Because of Niyazov's policy, "Turkmenistan is transformed into a primitive police state with its only purpose President Niyazov's political survival. Niyazov has discredited the idea of the state's constant neutrality, which was supposed to promote harmonious integration of Turkmenistan into the world community. In fact Turkmenistan today has a dubious reputation, both in the West, and in the East."
He also added that in Turkmenistan "...there are no constitutional opportunities of expression of disagreement with such a situation at all. Anyone who tries to protest is immediately exposed to persecution, accused of criminal plans and subversive activities." (RFE/RL Turkmen Service)
Turkmenistan Celebrates 10th Anniversary Of Independence
27 October 2001
Turkmenistan celebrated the 10th anniversary of its independence on 27 October in lavish style.
The Turkmen military displayed new tanks and armaments in a parade through the center of the capital Ashgabat.
Turkmen President Niyazov, who has maintained an iron grip over this former Soviet republic since it claimed its independence from Moscow exactly 10 years ago, watched serenely as row upon row of troops marched across Independence Square shouting the national slogan "People, Fatherland, and Turkmenbashi."
Seated on a podium with a view of golden domes and marble-coated buildings, the president for life watched as young children in traditional costume danced and sang songs in his praise.
The celebrations, which were broadcast on Turkmen state television, went ahead in blithe disregard for the conflict in neighboring Afghanistan.

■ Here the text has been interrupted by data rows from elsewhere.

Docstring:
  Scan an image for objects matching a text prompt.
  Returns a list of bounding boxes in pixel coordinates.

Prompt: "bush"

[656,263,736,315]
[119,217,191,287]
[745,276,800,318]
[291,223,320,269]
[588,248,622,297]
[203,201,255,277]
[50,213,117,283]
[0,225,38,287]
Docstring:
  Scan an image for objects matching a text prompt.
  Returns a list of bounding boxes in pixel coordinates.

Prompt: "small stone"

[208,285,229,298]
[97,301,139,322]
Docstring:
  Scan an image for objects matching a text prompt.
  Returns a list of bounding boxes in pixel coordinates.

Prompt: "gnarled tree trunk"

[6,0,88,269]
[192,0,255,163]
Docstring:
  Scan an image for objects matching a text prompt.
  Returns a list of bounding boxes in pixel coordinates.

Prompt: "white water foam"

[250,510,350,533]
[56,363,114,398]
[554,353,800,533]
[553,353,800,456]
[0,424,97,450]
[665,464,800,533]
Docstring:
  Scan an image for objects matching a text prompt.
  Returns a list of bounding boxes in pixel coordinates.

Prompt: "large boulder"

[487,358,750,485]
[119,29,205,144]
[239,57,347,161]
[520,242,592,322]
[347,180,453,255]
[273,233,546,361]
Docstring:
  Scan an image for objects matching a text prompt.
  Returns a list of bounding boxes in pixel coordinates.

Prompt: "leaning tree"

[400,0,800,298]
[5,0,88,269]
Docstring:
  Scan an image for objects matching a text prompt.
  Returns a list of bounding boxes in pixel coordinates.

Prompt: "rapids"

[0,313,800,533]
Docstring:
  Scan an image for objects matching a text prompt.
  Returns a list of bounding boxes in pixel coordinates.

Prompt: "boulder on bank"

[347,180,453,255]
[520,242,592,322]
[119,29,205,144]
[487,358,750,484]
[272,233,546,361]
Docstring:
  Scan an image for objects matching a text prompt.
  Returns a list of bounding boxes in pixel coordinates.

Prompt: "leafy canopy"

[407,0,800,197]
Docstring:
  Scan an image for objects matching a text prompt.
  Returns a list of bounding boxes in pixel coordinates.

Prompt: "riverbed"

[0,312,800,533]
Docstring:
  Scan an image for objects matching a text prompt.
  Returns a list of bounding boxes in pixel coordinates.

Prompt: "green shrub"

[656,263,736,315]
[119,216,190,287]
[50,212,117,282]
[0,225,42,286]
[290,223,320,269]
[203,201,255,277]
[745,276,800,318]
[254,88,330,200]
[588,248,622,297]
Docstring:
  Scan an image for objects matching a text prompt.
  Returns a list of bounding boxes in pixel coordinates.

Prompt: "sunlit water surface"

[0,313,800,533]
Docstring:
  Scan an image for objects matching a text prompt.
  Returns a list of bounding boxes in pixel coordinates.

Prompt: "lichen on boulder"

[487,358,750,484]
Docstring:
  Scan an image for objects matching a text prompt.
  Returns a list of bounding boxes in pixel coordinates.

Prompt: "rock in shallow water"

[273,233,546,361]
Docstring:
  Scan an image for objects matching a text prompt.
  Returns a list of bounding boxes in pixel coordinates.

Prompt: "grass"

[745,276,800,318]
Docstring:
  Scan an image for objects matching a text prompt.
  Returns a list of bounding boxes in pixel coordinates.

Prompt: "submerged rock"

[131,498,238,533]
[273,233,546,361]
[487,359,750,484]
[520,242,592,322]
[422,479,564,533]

While Afghanistan's other neighbors have been in a high state of agitation over the U.S. bombing campaign, Turkmenistan has been content to remain on the sidelines, cherishing its neutrality and isolation. Some of the country's 5 million residents, however, are alarmed at the prospect of an influx of refugees and violence from Afghanistan. (RFE/RL Turkmen Service, AFP)
French Company To Build Largest Turkmen Mosque
24 October 2001
The French company Bouygues will construct the largest mosque in Turkmenistan. The main Mosque in the Republic is to be constructed in the village of Kipchak outside Ashgabat on the territory of the memorial complex named after Gurbansoltan-eje (President Niyazov's mother). The contract is worth $86 million, which will be allotted from Turkmen governmental funds. (CNA, Interfax)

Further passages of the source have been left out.